Pleistocene Park

LOCATION

Pleistocene Park is located in the north of Siberia, 5 km from the town of Chersky (Yakutia) (68° 44’N, 161° 23’E).

HISTORY OF THE PARK

First experiments on animal reintroduction Sergey Zimov conducted back in 1988. He brought dozen of cold adapted yakutian horses to the site near his research camp in the Kolyma river lowland. However with the Soviet Union collapse and cancellation of all funding project was stopped and horses were given to the native farmer. At that time main focus was to keep North-East Scientific Station alive and find new sources of funding to conduct research in the Arctic.

Pleistocene Park Project started in 1996. Russian government gave 144 km 2 of land for the experiment and official company was registered. In the first year was built small 50 hectare fence (“old fenced area”). First animal introduced were yakutian horses, moose and reindeer – animals which could be found locally. In 2005-2006 was built 2000 hectare fence (big fenced area).

Starting 2010 North-East Research Station grew big enough to be able to fund transportation of animals from other regions. Since then to the Park were introduced musk ox from the Wrangel Island; European bison from the nature reserve near Moscow; yaks, Kalmykain cows and sheep from the lake Baikal region.
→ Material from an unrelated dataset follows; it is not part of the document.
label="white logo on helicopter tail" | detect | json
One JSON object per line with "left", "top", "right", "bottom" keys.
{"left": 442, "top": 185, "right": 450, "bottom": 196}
In 2012-2016 at the base camp of the Pleistocene Park was built a permafrost cave – net of tunnels within the permafrost (total over 200 meters). It is used as a year round storage, research tunnel and a visual example of the permafrost degradation problem.

Over the 20 years of experiment animals had created a noticeable effect on the vegetation within the fenced areas in the Park. Grasses are dominant vegetation at many locations, carbon storage in the soil is slowly increasing, rates of the nutrients turnover accelerate. We can not state that we have already managed to establish a high productive grazing ecosystem (there is still a lot to be done) but we are progressing in that direction.

Nearest plans for the Park development are introduction of American bison (steppe or wood) and introduction of the bigger herd of musk ox. Next plan is to increase fenced area to match the size of the land Pleistocene Park owns.